Du côté du centre protestant pour la Jeunesse, les travaux avancent : le chantier est au deux-tiers achevé. La clôture, élément indispensable pour sécuriser le bâtiment et éviter de nouveaux pillages toujours possibles, est presque terminée. L'une des difficultés - et non des moindres - réside dans le fait que le complexe dont l'Église ne pouvait assurer la sécurité a été en partie occupé. Il faut désormais trouver le moyen de redynamiser ce CPJ pour en faire un lieu d’éducation d’excellence en RCA.
«Des moments de partage, au-delà de l’adversité»
Enfants scolarisés à l'école de Morija © Cevaa |
En allant du côté du quartier PK18, les problèmes de sécurité se font plus nettement sentir : «il faut franchir plusieurs barrages», témoigne Anne-Sophie Macor. Mais une fois sur place, l'école de Morija apparaît, achevée et déjà en fonctionnement : les six salles de classe sont terminées, et 200 élèves fréquentent désormais l'établissement. Reste encore à trouver les financements pour réaliser un forage et un dispensaire. «C'est un grand défi pour l'Église, et notamment pour le groupe des femmes, qui soutient ce projet à bout de bras», souligne Anne-Sophie Macor. «Les financements des paroissiens sont nombreux, et tout repose sur eux pour la suite du projet d'appui, notamment aux enseignants, à la cantine…» Quand tout manque dans les familles, cette cantine représente pour les élèves de l'école la possibilité d'avoir, au moins une fois par jour, un repas suffisant.
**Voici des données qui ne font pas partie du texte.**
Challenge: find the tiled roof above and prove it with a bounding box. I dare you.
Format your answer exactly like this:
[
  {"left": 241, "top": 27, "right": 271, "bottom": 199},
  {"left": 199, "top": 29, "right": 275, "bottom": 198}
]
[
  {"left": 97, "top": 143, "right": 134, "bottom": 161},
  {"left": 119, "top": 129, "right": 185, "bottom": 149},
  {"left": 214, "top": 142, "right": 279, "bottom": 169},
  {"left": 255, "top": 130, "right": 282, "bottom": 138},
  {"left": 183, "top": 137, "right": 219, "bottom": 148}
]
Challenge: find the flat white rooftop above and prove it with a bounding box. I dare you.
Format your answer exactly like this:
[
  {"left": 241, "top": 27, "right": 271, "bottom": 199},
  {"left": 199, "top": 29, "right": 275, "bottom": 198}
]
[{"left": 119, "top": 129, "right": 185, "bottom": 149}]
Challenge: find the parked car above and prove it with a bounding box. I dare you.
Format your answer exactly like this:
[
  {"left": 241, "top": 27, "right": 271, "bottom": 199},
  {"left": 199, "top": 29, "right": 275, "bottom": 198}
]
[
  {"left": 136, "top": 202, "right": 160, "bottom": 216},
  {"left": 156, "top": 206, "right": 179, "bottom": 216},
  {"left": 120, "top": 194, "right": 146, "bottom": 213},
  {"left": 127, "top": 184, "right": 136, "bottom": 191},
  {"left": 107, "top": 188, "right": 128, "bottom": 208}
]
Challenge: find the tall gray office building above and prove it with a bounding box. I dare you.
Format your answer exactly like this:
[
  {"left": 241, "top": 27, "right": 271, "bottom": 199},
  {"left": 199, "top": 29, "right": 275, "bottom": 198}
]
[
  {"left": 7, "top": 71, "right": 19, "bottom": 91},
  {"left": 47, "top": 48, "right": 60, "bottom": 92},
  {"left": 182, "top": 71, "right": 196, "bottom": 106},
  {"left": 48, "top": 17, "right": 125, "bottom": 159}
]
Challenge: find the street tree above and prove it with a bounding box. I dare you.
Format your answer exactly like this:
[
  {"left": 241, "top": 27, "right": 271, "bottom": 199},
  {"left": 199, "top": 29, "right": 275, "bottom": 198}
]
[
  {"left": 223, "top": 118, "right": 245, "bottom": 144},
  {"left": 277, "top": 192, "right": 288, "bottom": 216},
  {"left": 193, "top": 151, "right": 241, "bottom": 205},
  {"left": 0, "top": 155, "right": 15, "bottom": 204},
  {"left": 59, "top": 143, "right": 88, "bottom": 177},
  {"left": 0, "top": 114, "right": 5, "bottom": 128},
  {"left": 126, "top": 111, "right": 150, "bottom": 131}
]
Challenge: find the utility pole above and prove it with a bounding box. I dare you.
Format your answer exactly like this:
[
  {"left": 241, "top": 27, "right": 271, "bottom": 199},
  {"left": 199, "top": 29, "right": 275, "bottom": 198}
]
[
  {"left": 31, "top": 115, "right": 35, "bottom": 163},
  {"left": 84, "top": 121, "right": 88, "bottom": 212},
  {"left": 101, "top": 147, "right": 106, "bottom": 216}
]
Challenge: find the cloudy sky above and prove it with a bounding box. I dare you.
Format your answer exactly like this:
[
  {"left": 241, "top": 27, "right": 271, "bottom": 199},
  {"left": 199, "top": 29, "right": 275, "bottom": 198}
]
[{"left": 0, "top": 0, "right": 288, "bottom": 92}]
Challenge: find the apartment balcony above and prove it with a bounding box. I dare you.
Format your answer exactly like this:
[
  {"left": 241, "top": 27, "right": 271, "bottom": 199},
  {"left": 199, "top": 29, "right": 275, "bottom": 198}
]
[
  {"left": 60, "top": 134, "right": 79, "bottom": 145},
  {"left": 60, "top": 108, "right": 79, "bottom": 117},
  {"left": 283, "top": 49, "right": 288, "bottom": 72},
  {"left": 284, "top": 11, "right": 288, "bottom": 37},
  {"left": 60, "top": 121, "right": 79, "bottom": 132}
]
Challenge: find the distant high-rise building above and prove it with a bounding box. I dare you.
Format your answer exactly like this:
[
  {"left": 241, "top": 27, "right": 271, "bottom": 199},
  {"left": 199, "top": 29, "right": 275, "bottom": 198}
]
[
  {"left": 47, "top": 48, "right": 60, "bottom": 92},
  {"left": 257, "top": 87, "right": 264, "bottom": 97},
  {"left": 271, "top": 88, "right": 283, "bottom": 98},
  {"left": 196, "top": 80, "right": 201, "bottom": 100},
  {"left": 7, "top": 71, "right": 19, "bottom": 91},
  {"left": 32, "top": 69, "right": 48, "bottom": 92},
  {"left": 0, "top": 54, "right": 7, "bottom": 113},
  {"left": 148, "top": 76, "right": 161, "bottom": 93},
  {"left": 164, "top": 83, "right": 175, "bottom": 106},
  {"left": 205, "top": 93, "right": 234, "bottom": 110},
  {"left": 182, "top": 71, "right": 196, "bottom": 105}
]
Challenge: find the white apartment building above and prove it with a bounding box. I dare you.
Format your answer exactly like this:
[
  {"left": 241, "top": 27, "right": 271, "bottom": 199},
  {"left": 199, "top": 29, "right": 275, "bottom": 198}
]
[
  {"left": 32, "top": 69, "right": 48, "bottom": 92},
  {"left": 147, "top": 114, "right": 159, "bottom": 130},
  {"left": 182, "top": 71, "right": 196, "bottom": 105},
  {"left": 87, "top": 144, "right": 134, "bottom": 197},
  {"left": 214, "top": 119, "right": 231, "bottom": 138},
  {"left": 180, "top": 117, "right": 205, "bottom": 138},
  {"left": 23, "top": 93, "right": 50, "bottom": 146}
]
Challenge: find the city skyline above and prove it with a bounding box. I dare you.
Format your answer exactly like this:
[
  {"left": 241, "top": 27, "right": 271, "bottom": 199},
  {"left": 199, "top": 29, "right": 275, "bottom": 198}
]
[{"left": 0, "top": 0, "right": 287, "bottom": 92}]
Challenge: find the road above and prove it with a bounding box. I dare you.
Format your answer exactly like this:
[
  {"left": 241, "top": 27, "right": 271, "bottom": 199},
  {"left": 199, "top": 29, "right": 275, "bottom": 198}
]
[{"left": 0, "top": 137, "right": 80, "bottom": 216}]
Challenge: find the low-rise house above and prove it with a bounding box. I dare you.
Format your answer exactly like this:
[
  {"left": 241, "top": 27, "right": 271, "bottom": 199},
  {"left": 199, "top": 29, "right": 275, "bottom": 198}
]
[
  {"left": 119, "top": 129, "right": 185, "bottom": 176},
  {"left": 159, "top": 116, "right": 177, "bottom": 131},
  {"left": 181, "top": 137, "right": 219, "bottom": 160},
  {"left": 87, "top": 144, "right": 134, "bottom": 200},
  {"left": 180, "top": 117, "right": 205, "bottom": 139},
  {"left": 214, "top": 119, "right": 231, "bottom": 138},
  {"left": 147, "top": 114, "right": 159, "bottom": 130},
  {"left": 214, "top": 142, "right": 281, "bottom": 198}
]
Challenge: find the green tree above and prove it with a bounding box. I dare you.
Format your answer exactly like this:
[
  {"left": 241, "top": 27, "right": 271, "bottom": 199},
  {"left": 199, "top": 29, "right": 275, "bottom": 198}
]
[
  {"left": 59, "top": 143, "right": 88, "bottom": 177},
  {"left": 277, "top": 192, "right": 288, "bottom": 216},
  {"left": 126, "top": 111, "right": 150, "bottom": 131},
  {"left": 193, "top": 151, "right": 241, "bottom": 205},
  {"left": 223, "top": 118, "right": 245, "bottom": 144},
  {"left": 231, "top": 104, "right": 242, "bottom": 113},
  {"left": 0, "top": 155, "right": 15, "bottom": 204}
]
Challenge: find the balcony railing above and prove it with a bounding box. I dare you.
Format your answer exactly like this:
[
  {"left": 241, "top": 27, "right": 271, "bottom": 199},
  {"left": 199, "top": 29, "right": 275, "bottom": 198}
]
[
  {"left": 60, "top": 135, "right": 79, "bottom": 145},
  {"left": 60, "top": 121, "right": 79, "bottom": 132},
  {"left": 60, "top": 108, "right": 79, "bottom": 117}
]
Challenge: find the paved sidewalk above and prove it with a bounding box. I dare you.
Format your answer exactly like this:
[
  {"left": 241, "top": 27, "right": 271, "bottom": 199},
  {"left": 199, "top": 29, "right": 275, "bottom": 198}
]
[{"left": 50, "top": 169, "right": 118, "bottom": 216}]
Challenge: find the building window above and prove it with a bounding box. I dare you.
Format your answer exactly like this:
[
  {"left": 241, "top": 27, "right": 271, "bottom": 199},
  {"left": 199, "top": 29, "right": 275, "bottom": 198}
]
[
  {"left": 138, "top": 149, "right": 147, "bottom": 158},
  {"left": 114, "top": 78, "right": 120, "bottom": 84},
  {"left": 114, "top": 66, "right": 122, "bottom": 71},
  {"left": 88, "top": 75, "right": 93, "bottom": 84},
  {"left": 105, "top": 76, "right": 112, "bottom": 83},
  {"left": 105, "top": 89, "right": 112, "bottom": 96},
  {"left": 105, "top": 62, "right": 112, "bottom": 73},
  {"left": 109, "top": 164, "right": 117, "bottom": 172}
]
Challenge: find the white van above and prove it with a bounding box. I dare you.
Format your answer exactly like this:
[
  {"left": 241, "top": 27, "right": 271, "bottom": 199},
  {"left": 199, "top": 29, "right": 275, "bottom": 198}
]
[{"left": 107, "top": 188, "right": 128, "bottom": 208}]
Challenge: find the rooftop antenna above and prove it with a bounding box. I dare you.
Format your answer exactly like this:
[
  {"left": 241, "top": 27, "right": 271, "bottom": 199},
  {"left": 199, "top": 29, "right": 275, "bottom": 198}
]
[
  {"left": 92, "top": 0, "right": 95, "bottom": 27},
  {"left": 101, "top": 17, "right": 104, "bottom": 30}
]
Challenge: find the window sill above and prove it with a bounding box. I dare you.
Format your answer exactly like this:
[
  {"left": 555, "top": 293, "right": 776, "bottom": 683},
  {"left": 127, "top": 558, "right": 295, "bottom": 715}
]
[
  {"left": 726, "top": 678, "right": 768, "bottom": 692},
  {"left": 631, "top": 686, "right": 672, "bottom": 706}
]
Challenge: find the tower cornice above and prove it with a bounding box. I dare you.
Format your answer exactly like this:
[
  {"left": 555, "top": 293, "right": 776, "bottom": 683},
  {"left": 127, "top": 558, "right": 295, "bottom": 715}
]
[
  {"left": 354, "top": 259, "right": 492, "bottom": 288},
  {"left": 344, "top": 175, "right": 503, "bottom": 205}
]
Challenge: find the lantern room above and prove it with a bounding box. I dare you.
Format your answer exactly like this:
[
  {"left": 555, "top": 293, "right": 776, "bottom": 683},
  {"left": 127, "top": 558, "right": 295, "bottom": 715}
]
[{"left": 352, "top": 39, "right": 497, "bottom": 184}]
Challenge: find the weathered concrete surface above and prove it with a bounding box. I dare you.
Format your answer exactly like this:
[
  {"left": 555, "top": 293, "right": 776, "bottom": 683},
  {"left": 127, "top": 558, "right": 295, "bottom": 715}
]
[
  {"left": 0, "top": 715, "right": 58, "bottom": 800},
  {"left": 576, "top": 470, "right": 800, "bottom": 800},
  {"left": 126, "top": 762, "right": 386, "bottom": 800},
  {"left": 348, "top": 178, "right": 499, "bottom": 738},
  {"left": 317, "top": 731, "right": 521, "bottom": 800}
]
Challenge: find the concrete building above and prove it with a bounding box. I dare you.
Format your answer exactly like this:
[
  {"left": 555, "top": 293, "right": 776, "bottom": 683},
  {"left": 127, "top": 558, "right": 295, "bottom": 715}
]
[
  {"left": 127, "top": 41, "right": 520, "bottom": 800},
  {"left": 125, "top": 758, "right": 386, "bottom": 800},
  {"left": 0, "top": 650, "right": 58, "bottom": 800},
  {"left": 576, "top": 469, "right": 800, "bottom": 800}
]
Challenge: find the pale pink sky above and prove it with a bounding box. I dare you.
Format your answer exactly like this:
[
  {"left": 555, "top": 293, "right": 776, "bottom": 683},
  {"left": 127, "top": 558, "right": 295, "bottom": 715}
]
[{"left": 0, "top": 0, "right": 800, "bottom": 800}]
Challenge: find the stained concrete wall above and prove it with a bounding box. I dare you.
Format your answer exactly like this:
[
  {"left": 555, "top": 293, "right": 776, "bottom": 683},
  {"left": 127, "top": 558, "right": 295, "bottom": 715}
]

Enfin, la visite de la secrétaire exécutive de la Cevaa lui a permis de constater le travail réalisé par l’ECODIM (écoles du dimanche) auprès des enfants de l'Église. C'est un immense défi, là encore porté par des laïcs bénévoles : enseigner, entourer, former les jeunes, les préparer pour être à même de construire l'Église et le pays de demain. «Cette visite sur place», conclut Anne-Sophie Macor, «m'a permis de toucher du doigt cette réalité centrafricaine, où la paix est fragile, mais la foi, la volonté, la ténacité, la soif de justice et de paix des populations nous laissent sans voix ! Un grand merci à l'Église, et à la Communauté des Béatitudes qui nous ont accueillis pour ces moments de partage, au-delà de l’adversité.»